Dáil debates
Tuesday, 28 March 2017
Money Advice and Budgeting Service and Citizens Information Centres: Motion
10:20 pm
Michael Moynihan (Cork North West, Fianna Fail) | Oireachtas source
I compliment Deputy Willie O'Dea on tabling the motion which offers us a timely opportunity to reflect on what MABS and the Citizens Information service do. MABS has provided a fantastic service during the years, but since the economic crash of 2008, with the other agencies available to help people through financial difficulties, it has served many people who in normal circumstances would never interface with it. The organisations have provided invaluable support throughout the country.
A number of very telling and important points have been made by Deputies on all sides of the House, but I want to focus on two points. The Minister mentioned job losses. I sincerely hope that what the Government is proposing to do is not about job losses or amalgamation for the sake of it. There are many services about which we could talk, but this service is stretched to the limit in trying to help people. The community welfare officer was the safety net underneath all social welfare payments. If there genuinely was a huge financial difficulty or a crisis within a family, one could always revert to the community welfare officer to help them, but the role of the community welfare officer has been depleted somewhat and the service has been transferred from the old health boards and the HSE to the Department of Social Protection.
MABS advisers are taking on almost impossible files involving house repossession and the provision of business and financial advice for people in their own homes. They are going through the figures and offering people professional services for which they could not dream of paying on the open market and advising them on how best to put their finances in order. All public representatives, regardless of whether they represent rural or urban Ireland, interface with the organisations in question on a daily and weekly basis. Our offices might deal with them on an hourly basis and they are providing a significant service.

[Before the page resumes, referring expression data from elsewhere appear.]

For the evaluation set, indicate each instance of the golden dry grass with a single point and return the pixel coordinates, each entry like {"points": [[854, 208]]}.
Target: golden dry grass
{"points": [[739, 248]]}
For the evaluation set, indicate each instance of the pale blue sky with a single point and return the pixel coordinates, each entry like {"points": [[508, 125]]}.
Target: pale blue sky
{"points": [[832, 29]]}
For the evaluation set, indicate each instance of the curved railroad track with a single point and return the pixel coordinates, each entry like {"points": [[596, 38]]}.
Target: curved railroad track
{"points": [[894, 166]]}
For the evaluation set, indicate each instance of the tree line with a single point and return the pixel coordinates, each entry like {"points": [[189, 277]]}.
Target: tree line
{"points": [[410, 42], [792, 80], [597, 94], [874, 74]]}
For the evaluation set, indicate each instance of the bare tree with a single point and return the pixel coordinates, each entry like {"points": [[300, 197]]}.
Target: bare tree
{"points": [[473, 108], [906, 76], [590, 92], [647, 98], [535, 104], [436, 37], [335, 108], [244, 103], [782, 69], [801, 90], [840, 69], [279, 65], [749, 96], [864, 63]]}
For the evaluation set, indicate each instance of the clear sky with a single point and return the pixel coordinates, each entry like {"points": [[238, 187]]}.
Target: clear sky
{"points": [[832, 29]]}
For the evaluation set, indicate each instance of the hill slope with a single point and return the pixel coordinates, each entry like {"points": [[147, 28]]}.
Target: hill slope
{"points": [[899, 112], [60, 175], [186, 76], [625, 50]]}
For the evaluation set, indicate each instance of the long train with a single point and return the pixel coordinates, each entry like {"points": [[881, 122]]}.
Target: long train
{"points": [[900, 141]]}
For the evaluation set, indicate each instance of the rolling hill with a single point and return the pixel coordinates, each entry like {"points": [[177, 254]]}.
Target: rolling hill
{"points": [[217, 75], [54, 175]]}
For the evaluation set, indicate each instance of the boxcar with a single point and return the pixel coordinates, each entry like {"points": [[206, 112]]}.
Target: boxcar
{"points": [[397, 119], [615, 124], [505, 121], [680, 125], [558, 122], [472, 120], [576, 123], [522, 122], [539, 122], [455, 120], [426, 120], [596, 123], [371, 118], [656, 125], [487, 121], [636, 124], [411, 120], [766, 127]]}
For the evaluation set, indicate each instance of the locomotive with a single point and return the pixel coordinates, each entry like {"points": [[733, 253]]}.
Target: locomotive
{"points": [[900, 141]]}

If the Department thinks this is a good idea - Deputy Willie O'Dea made the point that it was akin to knocking down and rebuilding a house in another place for the sake of change - it is not good policy. I met a number of MABS staff in the past couple of days. They are dealing with cases involving house repossessions. This Dáil and all local authorities have been trying to get to grips with the enormous housing crisis. MABS staff have some fantastic ideas. For example, rather than repossessing houses, their ideas involve making sure they can work through a State-led system to try to incentivise people to remain in their homes. The ideas are coming from the ground up. Deputy Jackie Cahill said MABS was a ground-up rather than a top-down organisation. MABS has been in place for a long time, done excellent work and contributed greatly to the betterment of society, in urban and rural Ireland. This, therefore, is bad policy and a retrograde step. It should not be done just for the sake of achieving job losses or efficiencies. The people about whom we are talking are really needed on the ground in every community the length and breadth of the country. We should be enhancing the services available.